Skeptics among us have always looked upon the Kensington Runestone with a raised eyebrow and maybe, a wink or two.
The story had all the elements of a chamber-of-commerce-inspired tall tale, somewhat along the lines of Paul Bunyan, the north country's gigantic lumberjack.
Discovered by Kensington farmer Olaf Ohmann in 1898, the stones were originally seen as evidence that Vikings visited the Alexandria area centuries ago. As time passed, some accused Ohmann of pulling a joke on the community by chiseling the stone's runes and planting it in his field himself.
Now, the joke may be on the skeptics since the latest research indicates the stone may actually be an artifact left by Norwegians and Swedes who sailed up the Great Lakes in the 1300s. It boggles the mind to think that eight Goths (Swedes) and 22 Norwegians could have journeyed from Scandinavia to central Minnesota some 700 years ago. Perhaps the difficulty of that journey accounts for the good-natured rivalry that exists today between some Swedes and Norwegians.
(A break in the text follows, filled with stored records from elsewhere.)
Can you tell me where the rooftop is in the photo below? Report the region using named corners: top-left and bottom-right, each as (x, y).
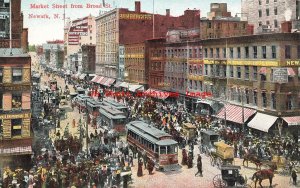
top-left (0, 48), bottom-right (30, 57)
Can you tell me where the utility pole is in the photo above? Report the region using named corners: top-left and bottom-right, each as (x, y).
top-left (85, 99), bottom-right (89, 158)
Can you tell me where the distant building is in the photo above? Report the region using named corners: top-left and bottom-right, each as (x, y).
top-left (0, 0), bottom-right (28, 52)
top-left (241, 0), bottom-right (300, 34)
top-left (0, 48), bottom-right (33, 169)
top-left (96, 1), bottom-right (200, 79)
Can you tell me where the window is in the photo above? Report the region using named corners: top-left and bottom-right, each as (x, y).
top-left (274, 20), bottom-right (278, 28)
top-left (11, 93), bottom-right (22, 109)
top-left (266, 8), bottom-right (270, 16)
top-left (236, 66), bottom-right (242, 78)
top-left (261, 46), bottom-right (267, 59)
top-left (223, 48), bottom-right (227, 58)
top-left (285, 45), bottom-right (291, 59)
top-left (253, 46), bottom-right (257, 59)
top-left (229, 48), bottom-right (233, 58)
top-left (11, 119), bottom-right (22, 137)
top-left (253, 66), bottom-right (257, 80)
top-left (204, 65), bottom-right (208, 75)
top-left (209, 48), bottom-right (214, 58)
top-left (245, 89), bottom-right (250, 104)
top-left (229, 65), bottom-right (234, 78)
top-left (274, 7), bottom-right (277, 15)
top-left (271, 92), bottom-right (276, 109)
top-left (216, 48), bottom-right (220, 58)
top-left (286, 95), bottom-right (293, 110)
top-left (245, 66), bottom-right (249, 80)
top-left (253, 91), bottom-right (257, 105)
top-left (0, 93), bottom-right (3, 111)
top-left (258, 10), bottom-right (262, 17)
top-left (261, 92), bottom-right (267, 108)
top-left (12, 68), bottom-right (22, 82)
top-left (245, 46), bottom-right (249, 58)
top-left (0, 68), bottom-right (3, 83)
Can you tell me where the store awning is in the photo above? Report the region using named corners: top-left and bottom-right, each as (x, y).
top-left (103, 78), bottom-right (115, 87)
top-left (100, 77), bottom-right (108, 85)
top-left (248, 112), bottom-right (278, 132)
top-left (91, 75), bottom-right (101, 82)
top-left (120, 82), bottom-right (129, 88)
top-left (216, 104), bottom-right (256, 124)
top-left (258, 67), bottom-right (267, 75)
top-left (282, 116), bottom-right (300, 126)
top-left (287, 68), bottom-right (296, 77)
top-left (129, 84), bottom-right (144, 92)
top-left (97, 76), bottom-right (105, 84)
top-left (144, 89), bottom-right (170, 100)
top-left (114, 81), bottom-right (122, 87)
top-left (79, 74), bottom-right (86, 80)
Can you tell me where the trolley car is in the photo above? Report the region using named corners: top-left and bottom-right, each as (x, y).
top-left (126, 121), bottom-right (179, 171)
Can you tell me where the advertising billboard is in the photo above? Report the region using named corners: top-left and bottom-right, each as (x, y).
top-left (68, 17), bottom-right (88, 45)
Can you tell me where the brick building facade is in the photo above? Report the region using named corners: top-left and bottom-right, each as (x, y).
top-left (96, 2), bottom-right (200, 79)
top-left (0, 0), bottom-right (28, 52)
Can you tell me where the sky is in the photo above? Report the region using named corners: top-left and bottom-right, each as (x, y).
top-left (21, 0), bottom-right (241, 44)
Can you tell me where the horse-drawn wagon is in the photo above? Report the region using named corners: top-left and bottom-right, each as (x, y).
top-left (213, 165), bottom-right (247, 188)
top-left (210, 142), bottom-right (234, 168)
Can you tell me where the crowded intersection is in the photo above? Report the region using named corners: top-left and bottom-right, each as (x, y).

Modern methods of testing the runestone surpass those of earlier years when the Kensington Runestone came under suspicion. Unless the scientists are in on a new hoax, it looks like the Kensington Runestone just might be the real thing.
Brainerd had better start looking for ways to authenticate the Paul Bunyan story. Is it possible he and Babe the Blue Ox really could have created Minnesota's 10,000 lakes by leaving behind puddles from their massive footsteps?